Das Atherton AM 130 ist der perfekte Spielkamerad für Newschool-Jibber. Die Bikepark-Freigabe erlaubt sogar fette Stunts. Unser absolutes Highlight: die tolle Hinterbaufunktion. Darüber hinaus macht das Trailbike auch mit seiner außergewöhnlichen Bauweise von sich reden.

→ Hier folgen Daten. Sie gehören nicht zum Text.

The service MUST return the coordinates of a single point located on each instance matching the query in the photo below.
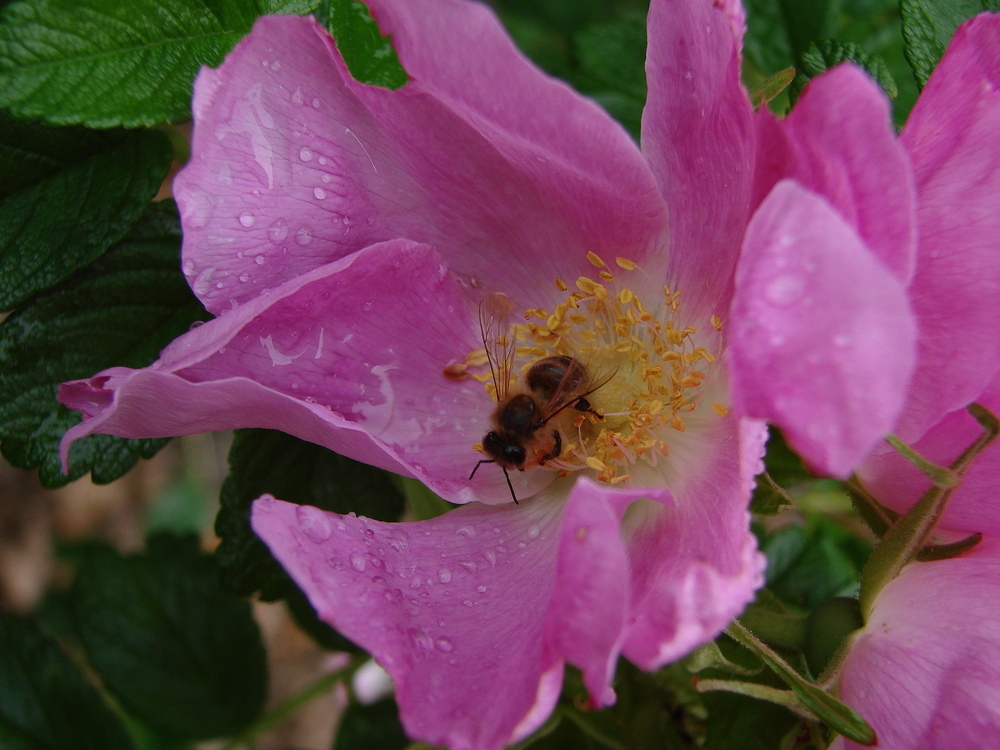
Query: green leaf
(120, 311)
(266, 461)
(179, 652)
(829, 53)
(928, 26)
(373, 726)
(72, 203)
(104, 62)
(809, 565)
(612, 58)
(736, 722)
(369, 55)
(45, 704)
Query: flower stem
(292, 704)
(903, 541)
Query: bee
(522, 434)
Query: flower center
(645, 376)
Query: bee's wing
(571, 389)
(498, 340)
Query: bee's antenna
(509, 485)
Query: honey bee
(522, 435)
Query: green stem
(903, 541)
(941, 476)
(812, 698)
(291, 705)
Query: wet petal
(473, 613)
(839, 142)
(506, 172)
(350, 356)
(953, 138)
(695, 564)
(822, 338)
(697, 134)
(925, 671)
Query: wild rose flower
(925, 670)
(944, 169)
(346, 237)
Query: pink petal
(472, 613)
(697, 134)
(695, 563)
(839, 142)
(974, 506)
(822, 338)
(953, 137)
(510, 175)
(925, 671)
(350, 356)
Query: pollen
(651, 376)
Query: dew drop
(444, 644)
(358, 562)
(278, 230)
(315, 524)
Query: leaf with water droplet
(62, 334)
(267, 461)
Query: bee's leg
(584, 406)
(556, 449)
(505, 475)
(484, 461)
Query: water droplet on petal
(315, 524)
(278, 230)
(358, 562)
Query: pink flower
(346, 236)
(925, 669)
(944, 172)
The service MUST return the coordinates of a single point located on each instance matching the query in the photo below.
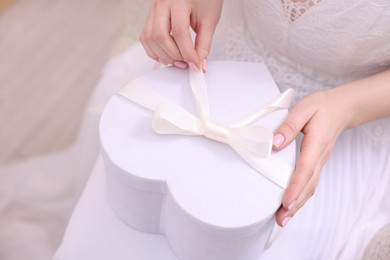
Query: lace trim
(296, 8)
(236, 43)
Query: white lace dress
(307, 45)
(310, 45)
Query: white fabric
(329, 43)
(252, 142)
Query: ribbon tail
(272, 167)
(142, 95)
(283, 101)
(199, 89)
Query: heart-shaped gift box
(206, 199)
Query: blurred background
(52, 57)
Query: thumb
(290, 128)
(203, 41)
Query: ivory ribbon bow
(252, 142)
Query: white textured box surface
(208, 201)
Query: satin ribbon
(252, 142)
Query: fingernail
(292, 205)
(278, 140)
(204, 65)
(164, 63)
(180, 64)
(285, 221)
(193, 67)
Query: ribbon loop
(216, 132)
(252, 142)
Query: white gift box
(206, 199)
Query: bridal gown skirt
(351, 203)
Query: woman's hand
(166, 37)
(321, 117)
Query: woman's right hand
(166, 36)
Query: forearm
(364, 100)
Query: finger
(311, 153)
(283, 215)
(162, 37)
(290, 128)
(146, 38)
(180, 32)
(203, 41)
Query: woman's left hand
(321, 117)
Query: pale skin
(321, 116)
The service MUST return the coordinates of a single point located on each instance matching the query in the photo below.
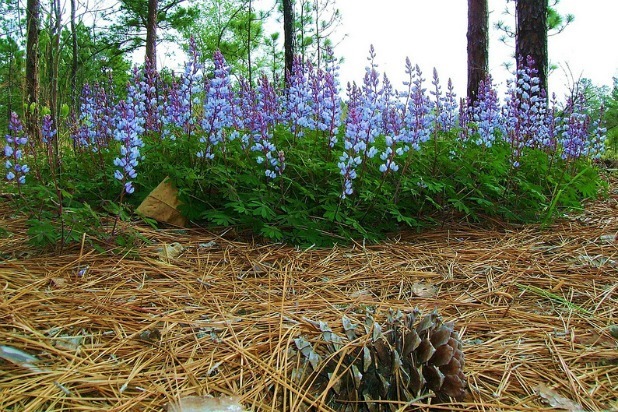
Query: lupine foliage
(299, 164)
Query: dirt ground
(536, 310)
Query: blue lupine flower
(15, 141)
(48, 132)
(218, 111)
(299, 99)
(418, 119)
(486, 113)
(129, 127)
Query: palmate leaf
(219, 218)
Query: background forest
(257, 133)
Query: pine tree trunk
(151, 33)
(33, 10)
(531, 35)
(288, 34)
(478, 44)
(74, 62)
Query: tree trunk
(33, 9)
(531, 35)
(249, 23)
(478, 44)
(151, 33)
(74, 65)
(288, 34)
(55, 60)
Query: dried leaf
(425, 323)
(206, 404)
(555, 400)
(453, 386)
(349, 328)
(68, 343)
(443, 355)
(424, 290)
(171, 251)
(410, 342)
(425, 351)
(434, 377)
(19, 358)
(357, 375)
(441, 335)
(58, 282)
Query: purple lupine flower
(244, 107)
(268, 101)
(525, 110)
(15, 141)
(447, 119)
(596, 143)
(328, 118)
(363, 124)
(574, 128)
(218, 111)
(300, 99)
(183, 96)
(392, 118)
(48, 131)
(418, 116)
(486, 113)
(128, 128)
(148, 87)
(552, 125)
(93, 128)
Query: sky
(433, 34)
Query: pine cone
(400, 362)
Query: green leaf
(218, 218)
(271, 232)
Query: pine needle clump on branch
(409, 358)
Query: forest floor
(535, 308)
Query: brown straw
(137, 330)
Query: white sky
(433, 34)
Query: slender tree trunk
(249, 23)
(151, 33)
(55, 60)
(531, 35)
(478, 44)
(74, 64)
(33, 10)
(288, 36)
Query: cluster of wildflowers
(392, 124)
(525, 120)
(446, 105)
(16, 141)
(182, 97)
(328, 117)
(486, 114)
(93, 128)
(418, 117)
(300, 99)
(128, 130)
(381, 122)
(264, 116)
(218, 107)
(363, 124)
(48, 131)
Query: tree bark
(288, 36)
(531, 35)
(478, 45)
(151, 33)
(74, 65)
(33, 10)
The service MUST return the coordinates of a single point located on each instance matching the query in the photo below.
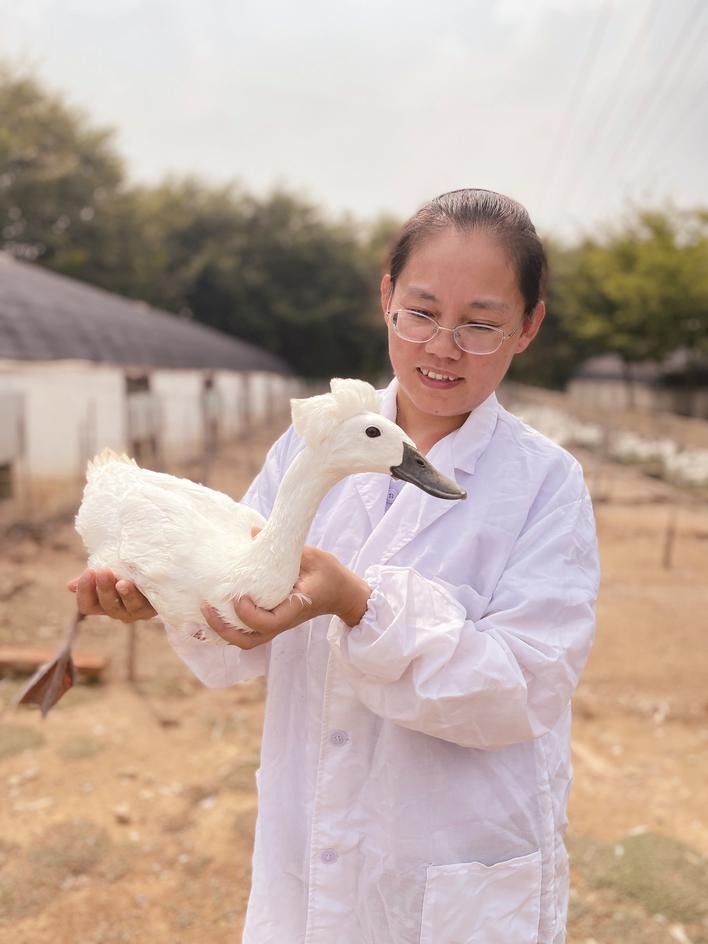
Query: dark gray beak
(416, 469)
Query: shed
(82, 368)
(678, 384)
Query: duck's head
(350, 435)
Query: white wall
(72, 409)
(233, 393)
(180, 397)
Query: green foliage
(641, 291)
(16, 738)
(276, 272)
(272, 271)
(660, 873)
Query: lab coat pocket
(471, 903)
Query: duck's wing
(208, 501)
(162, 533)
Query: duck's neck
(301, 490)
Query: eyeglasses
(470, 338)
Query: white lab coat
(415, 768)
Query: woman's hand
(100, 593)
(329, 586)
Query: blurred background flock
(196, 202)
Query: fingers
(99, 593)
(86, 597)
(108, 596)
(231, 634)
(137, 606)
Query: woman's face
(456, 278)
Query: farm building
(677, 385)
(81, 368)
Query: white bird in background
(183, 544)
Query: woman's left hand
(329, 586)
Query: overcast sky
(573, 107)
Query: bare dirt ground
(127, 816)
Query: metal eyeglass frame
(438, 328)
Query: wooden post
(670, 537)
(132, 651)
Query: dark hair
(473, 209)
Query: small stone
(122, 814)
(32, 806)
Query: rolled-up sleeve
(504, 676)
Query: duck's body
(183, 544)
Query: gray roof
(677, 364)
(46, 316)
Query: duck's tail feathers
(108, 455)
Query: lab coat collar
(414, 510)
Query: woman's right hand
(100, 593)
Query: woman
(415, 759)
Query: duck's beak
(416, 469)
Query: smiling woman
(415, 762)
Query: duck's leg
(53, 679)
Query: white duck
(183, 544)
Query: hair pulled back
(473, 209)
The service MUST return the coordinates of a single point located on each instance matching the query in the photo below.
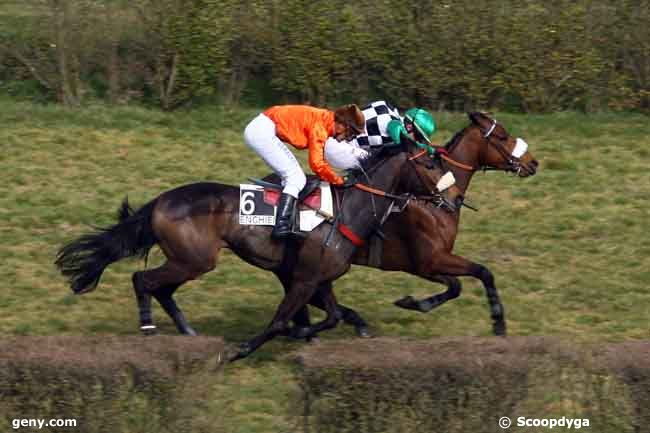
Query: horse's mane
(376, 156)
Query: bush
(107, 383)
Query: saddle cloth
(310, 213)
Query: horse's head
(496, 148)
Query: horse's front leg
(294, 299)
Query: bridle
(435, 198)
(513, 162)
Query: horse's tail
(83, 260)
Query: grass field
(569, 247)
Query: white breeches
(260, 136)
(344, 155)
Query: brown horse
(193, 222)
(420, 239)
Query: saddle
(309, 197)
(314, 204)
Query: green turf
(569, 247)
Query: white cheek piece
(520, 148)
(446, 181)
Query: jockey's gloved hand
(349, 181)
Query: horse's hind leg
(294, 299)
(161, 282)
(450, 266)
(348, 315)
(327, 301)
(164, 296)
(454, 288)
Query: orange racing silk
(303, 126)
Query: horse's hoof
(148, 330)
(190, 332)
(363, 332)
(408, 303)
(299, 332)
(500, 329)
(245, 349)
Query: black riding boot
(284, 217)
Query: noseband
(513, 162)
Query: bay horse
(192, 223)
(420, 240)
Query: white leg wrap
(260, 136)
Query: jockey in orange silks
(304, 127)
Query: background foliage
(526, 55)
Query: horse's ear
(474, 117)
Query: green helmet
(423, 122)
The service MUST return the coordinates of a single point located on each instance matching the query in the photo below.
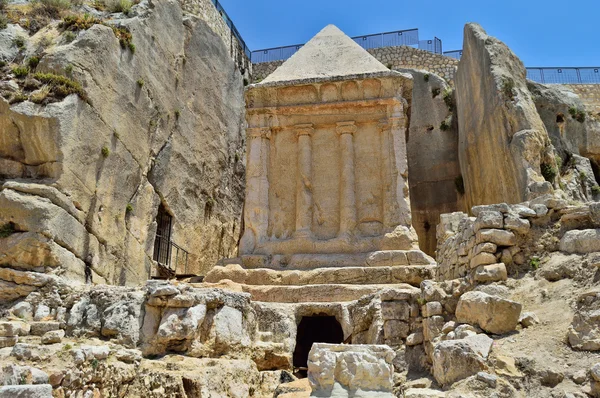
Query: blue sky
(541, 33)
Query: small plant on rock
(20, 71)
(19, 42)
(577, 114)
(459, 184)
(548, 172)
(447, 96)
(33, 62)
(7, 230)
(508, 86)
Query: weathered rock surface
(454, 360)
(502, 140)
(348, 370)
(491, 313)
(181, 127)
(584, 333)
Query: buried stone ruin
(330, 294)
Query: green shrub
(20, 71)
(7, 230)
(3, 21)
(577, 114)
(508, 86)
(76, 23)
(548, 172)
(69, 36)
(459, 184)
(19, 42)
(61, 86)
(123, 6)
(33, 62)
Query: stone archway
(315, 329)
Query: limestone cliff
(160, 123)
(503, 144)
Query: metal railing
(170, 255)
(409, 37)
(232, 28)
(566, 75)
(433, 46)
(453, 54)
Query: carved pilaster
(304, 202)
(346, 131)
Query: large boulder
(493, 314)
(433, 130)
(343, 370)
(502, 140)
(454, 360)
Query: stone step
(412, 274)
(306, 261)
(316, 293)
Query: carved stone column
(304, 202)
(346, 132)
(256, 207)
(394, 154)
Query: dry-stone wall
(206, 10)
(501, 238)
(392, 57)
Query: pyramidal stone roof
(329, 54)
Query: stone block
(41, 328)
(394, 329)
(491, 273)
(482, 259)
(343, 369)
(497, 236)
(395, 310)
(488, 219)
(493, 314)
(26, 391)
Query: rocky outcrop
(502, 140)
(432, 150)
(166, 116)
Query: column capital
(346, 128)
(398, 122)
(259, 132)
(304, 129)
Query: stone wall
(505, 238)
(206, 10)
(589, 94)
(396, 57)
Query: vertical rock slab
(502, 140)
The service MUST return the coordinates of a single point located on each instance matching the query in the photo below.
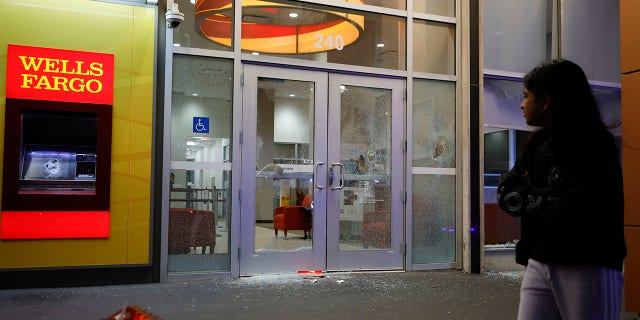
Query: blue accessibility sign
(200, 125)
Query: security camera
(174, 16)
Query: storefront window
(324, 34)
(434, 181)
(200, 207)
(517, 34)
(205, 19)
(437, 7)
(434, 49)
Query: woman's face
(533, 110)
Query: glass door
(322, 172)
(284, 170)
(365, 194)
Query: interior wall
(630, 68)
(128, 32)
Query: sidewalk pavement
(365, 295)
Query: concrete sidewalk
(367, 295)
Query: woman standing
(567, 188)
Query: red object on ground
(132, 313)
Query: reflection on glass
(365, 152)
(517, 35)
(434, 48)
(200, 179)
(434, 219)
(434, 125)
(284, 166)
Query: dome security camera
(174, 16)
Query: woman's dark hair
(573, 109)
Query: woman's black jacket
(570, 200)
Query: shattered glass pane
(434, 124)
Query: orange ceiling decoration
(270, 27)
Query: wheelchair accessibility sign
(200, 125)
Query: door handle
(333, 165)
(315, 175)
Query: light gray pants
(579, 292)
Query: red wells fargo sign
(37, 73)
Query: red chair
(191, 228)
(293, 218)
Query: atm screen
(58, 153)
(47, 170)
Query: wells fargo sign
(37, 73)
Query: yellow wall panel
(129, 33)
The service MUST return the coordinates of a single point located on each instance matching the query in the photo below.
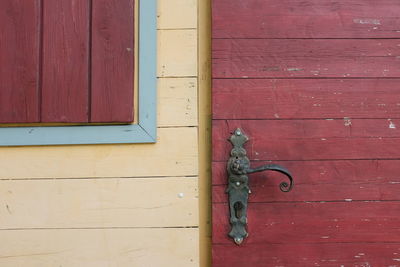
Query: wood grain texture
(356, 180)
(319, 173)
(319, 254)
(19, 31)
(305, 98)
(306, 19)
(112, 61)
(99, 247)
(65, 78)
(313, 58)
(177, 53)
(313, 84)
(177, 102)
(174, 154)
(311, 139)
(91, 203)
(167, 17)
(314, 222)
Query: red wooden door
(315, 84)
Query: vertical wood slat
(112, 61)
(65, 85)
(19, 37)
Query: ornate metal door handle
(238, 184)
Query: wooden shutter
(66, 61)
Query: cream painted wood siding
(114, 205)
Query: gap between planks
(100, 178)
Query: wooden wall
(114, 205)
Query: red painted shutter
(66, 61)
(19, 60)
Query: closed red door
(315, 85)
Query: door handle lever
(238, 184)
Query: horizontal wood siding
(306, 58)
(306, 19)
(113, 205)
(99, 247)
(314, 84)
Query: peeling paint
(367, 21)
(347, 121)
(391, 124)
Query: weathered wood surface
(312, 254)
(319, 173)
(305, 98)
(306, 19)
(356, 180)
(19, 31)
(112, 55)
(99, 247)
(311, 139)
(176, 51)
(314, 222)
(65, 77)
(312, 58)
(177, 102)
(91, 203)
(167, 18)
(174, 154)
(314, 86)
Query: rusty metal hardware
(238, 184)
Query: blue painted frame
(145, 131)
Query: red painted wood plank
(306, 19)
(310, 139)
(260, 58)
(306, 255)
(313, 222)
(305, 98)
(320, 181)
(65, 61)
(318, 173)
(19, 60)
(268, 191)
(112, 61)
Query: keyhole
(238, 206)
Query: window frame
(145, 131)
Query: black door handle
(238, 184)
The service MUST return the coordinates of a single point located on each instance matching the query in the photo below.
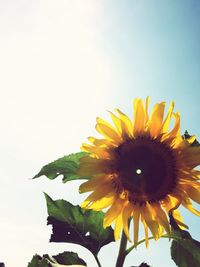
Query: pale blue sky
(62, 64)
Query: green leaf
(69, 258)
(72, 224)
(66, 166)
(185, 251)
(60, 260)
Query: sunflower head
(141, 169)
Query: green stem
(140, 242)
(97, 260)
(122, 249)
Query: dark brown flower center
(146, 169)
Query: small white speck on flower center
(138, 171)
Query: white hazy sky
(62, 63)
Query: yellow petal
(139, 117)
(194, 193)
(118, 227)
(103, 203)
(156, 120)
(126, 124)
(188, 205)
(191, 156)
(175, 131)
(113, 212)
(97, 151)
(179, 219)
(145, 232)
(161, 217)
(100, 142)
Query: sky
(63, 63)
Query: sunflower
(141, 170)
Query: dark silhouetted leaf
(63, 259)
(38, 261)
(185, 251)
(76, 225)
(66, 166)
(69, 258)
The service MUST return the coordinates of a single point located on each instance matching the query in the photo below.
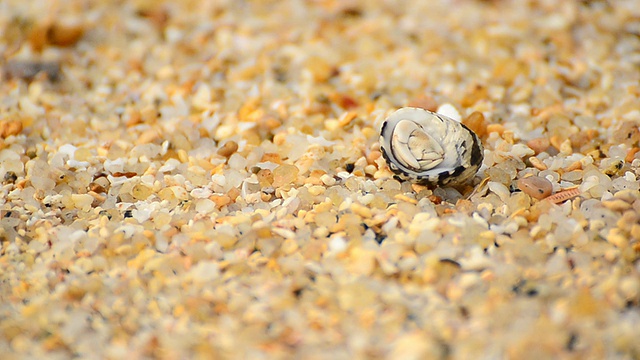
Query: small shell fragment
(429, 148)
(535, 186)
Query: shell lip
(461, 161)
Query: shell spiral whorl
(429, 148)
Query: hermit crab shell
(429, 148)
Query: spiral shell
(429, 148)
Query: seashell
(429, 148)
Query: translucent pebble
(572, 175)
(535, 186)
(233, 179)
(499, 189)
(284, 174)
(338, 244)
(204, 206)
(622, 183)
(450, 111)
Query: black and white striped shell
(429, 148)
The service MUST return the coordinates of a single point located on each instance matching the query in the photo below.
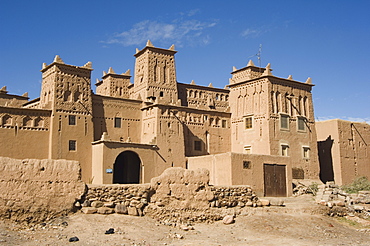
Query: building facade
(344, 152)
(257, 128)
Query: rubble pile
(177, 197)
(233, 196)
(342, 203)
(122, 199)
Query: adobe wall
(349, 149)
(24, 133)
(176, 189)
(35, 190)
(227, 169)
(105, 152)
(106, 109)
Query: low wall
(175, 189)
(34, 190)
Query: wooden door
(275, 180)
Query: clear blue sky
(328, 41)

GESAMT BERGAUF: 59,5 VON 105
GESAMT BERGAB: 98,75 VON 115
Sonstiges: 23,75 von 30
Wartungsfreundlichkeit: gut
¹Preis ggf. zzgl. Kosten für Verpackung, Versand und Abstimmung.
²Das BIKE-Urteil gibt die Labormesswerte (BIKE-Labormessung) und den subjektiven Eindruck der Testfahrer wieder.
Das BIKE-Urteil ist preisunabhängig. BIKE-Urteile: super (250–205 P.), sehr gut (204,75–180 P.), gut (179,75–155 P.), befriedigend (154,75–130 P.), mit Schwächen (129,75–105 P.), ungenügend (104,75–0 P.).
Die Athertons machen schon immer ihr eigenes Ding: ein eigenes Downhill-Team, eigene Video-Serien und eigene Events. Da die drei Geschwister bereits während ihrer Rennkarriere fleißig Erfahrung mit der Entwicklung von Bikes sammeln konnten, gründete das Trio 2019 auch noch seine eigene Marke. Atherton Bikes. Das Herstellungskonzept: 3D-gedruckte Titanmuffen und Rundrohre aus Carbon. Die Produktion der Titanteile sowie den Aufbau mit den Carbon-Rohren erledigen die Newcomer direkt am Firmensitz in Machynlleth in Wales.